Water and ice usually are the first supplies delivered to disaster sites, but they’re scarce this time around.
One truckload of ice arrived Thursday morning in this coastal town that was hard hit by Hurricane Katrina. As people swarmed toward the truck as it set up in an empty parking lot, 20 police officers stood in front of the ice to hold back the crowds. Officers passed out the ice, allowing only one bag per family.
“We’re accustomed to having truckloads of ice and water at a [disaster] site,” said Alabama volunteer Christy Hardin. “This is the worst I’ve seen to get supplies.”
Hardin and her husband, Rick, run a communications disaster relief unit, but little communication is possible at this point. Although the unit has satellite hookups for Internet and phones, the only thing working is ham radio.
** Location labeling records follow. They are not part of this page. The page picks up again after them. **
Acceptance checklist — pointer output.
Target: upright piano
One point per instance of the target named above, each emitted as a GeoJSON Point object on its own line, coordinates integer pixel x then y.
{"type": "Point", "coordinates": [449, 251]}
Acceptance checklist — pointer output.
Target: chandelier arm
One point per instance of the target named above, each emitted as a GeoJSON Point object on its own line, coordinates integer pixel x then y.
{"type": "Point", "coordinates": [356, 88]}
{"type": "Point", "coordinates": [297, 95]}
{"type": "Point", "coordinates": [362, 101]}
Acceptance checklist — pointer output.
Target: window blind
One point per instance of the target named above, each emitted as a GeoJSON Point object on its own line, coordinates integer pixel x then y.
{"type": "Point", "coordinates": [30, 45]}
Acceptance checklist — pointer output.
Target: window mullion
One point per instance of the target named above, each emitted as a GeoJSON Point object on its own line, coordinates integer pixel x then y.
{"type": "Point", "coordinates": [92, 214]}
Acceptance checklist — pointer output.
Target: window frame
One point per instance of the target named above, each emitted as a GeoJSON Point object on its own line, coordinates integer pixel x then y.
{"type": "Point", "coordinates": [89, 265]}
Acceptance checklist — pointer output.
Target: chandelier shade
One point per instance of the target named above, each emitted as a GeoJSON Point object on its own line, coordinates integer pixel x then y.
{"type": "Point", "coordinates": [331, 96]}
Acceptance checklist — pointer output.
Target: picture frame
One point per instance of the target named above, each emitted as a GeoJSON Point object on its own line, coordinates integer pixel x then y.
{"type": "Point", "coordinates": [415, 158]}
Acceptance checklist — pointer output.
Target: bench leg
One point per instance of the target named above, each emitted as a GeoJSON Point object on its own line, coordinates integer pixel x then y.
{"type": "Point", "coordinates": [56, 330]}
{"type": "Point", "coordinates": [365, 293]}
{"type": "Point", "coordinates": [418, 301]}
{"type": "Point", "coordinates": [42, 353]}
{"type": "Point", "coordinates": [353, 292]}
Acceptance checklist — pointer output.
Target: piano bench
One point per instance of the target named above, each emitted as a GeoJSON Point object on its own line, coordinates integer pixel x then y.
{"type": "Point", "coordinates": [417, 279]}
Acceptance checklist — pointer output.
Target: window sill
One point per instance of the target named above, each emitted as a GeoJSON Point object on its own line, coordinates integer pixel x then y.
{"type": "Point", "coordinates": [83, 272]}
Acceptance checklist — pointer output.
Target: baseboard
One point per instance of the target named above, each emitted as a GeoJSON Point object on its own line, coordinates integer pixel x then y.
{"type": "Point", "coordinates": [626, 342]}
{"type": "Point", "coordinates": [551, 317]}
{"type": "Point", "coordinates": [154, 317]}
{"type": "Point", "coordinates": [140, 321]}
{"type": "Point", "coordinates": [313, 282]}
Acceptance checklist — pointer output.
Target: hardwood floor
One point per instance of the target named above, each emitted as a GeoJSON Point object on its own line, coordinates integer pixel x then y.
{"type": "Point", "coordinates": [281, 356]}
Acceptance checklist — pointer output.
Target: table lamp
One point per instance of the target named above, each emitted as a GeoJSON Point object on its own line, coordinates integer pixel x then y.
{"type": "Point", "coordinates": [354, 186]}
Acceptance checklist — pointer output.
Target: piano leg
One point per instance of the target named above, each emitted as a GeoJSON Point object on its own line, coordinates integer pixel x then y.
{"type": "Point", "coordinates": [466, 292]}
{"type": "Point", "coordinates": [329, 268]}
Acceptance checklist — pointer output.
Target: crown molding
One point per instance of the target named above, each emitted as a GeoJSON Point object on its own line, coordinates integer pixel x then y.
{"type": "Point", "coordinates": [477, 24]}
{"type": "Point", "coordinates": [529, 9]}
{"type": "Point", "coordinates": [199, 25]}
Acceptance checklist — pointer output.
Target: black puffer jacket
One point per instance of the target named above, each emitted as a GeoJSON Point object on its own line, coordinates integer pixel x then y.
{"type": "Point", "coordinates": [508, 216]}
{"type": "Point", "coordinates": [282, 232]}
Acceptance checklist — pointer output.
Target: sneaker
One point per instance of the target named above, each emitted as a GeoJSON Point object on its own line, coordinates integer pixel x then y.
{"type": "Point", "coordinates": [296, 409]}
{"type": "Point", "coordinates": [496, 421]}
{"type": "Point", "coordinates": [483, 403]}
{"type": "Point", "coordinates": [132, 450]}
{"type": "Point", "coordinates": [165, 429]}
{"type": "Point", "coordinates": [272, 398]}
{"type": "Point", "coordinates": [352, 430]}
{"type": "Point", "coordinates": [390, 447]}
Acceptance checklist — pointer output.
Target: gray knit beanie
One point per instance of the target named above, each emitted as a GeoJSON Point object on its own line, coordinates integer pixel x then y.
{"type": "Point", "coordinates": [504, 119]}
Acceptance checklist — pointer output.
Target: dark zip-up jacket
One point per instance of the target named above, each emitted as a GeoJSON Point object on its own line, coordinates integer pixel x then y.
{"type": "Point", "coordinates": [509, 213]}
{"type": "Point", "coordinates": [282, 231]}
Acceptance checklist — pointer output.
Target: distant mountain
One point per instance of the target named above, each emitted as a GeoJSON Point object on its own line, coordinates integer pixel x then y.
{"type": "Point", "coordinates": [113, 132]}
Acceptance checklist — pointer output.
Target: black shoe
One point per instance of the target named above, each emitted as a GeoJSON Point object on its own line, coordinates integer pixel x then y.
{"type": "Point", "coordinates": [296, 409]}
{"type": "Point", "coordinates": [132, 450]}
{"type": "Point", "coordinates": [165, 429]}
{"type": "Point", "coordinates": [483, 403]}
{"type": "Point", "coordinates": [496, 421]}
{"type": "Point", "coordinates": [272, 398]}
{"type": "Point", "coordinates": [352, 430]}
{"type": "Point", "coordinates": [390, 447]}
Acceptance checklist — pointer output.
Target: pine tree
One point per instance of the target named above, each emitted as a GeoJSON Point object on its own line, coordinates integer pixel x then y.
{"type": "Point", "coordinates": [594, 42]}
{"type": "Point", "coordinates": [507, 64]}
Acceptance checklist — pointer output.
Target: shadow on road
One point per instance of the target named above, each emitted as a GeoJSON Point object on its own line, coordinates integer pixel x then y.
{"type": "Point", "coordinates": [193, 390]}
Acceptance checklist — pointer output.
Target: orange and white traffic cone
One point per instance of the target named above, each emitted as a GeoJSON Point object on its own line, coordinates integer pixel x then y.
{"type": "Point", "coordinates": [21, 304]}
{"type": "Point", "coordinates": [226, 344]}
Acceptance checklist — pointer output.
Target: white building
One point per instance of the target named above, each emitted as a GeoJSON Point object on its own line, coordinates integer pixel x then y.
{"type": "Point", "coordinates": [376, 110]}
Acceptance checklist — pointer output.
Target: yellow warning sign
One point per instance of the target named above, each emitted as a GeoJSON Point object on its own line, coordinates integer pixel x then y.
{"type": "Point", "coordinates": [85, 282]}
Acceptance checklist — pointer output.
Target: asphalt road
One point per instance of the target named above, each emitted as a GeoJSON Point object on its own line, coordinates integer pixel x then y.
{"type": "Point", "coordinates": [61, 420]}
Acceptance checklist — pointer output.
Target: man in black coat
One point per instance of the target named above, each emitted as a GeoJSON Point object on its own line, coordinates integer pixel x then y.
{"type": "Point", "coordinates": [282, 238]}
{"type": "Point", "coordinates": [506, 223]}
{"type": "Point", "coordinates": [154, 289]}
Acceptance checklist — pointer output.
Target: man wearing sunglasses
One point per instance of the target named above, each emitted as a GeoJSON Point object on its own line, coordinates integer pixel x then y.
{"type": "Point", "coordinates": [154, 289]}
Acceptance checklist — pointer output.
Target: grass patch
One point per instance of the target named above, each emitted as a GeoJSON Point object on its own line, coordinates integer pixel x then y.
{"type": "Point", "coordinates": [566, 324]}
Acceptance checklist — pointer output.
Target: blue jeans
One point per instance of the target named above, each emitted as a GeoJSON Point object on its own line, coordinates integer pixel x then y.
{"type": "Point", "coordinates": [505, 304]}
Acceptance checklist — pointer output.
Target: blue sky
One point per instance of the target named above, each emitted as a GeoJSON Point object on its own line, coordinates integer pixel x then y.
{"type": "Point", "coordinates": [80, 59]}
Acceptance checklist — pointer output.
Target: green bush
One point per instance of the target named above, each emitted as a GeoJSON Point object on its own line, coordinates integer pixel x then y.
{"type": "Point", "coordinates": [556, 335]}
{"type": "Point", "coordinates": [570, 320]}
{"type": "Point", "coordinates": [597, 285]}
“All the usual ways of communicating aren’t working here. We can’t make requests. We can’t find out what’s on the way,” Christy Hardin said. “As hard as it is for the volunteers, it’s worse for the people here. They’re desperate.”
With no electricity and no water, people are sleeping in their yards at night and using public areas as toilets. Looting has become a serious issue across the coastal areas, including Biloxi.
“They’ll take anything to make their lives closer to normal,” Hardin said. “We saw people stealing road signs that had fallen on the road. They made primitive-looking structures out of them. You learn early [as a volunteer] that people do what they can to cope.”
As the Mississippi unit was preparing to provide its noontime meal, no one would be receiving water or anything else to drink.
“One lady came through the line yesterday and said she didn’t need food, but she wondered if she could just get a Coke,” Hardin recounted.
Mississippi volunteer Dixie Kennedy has seen this kind of desperation throughout her 10 years as a disaster relief volunteer.
“It’s tough for so many of these people,” Kennedy said. “One man came through the food line and said, ‘I’ve always said I’d never accept help like this.’ I told him there’s never been anybody anywhere that didn’t need help sometime.”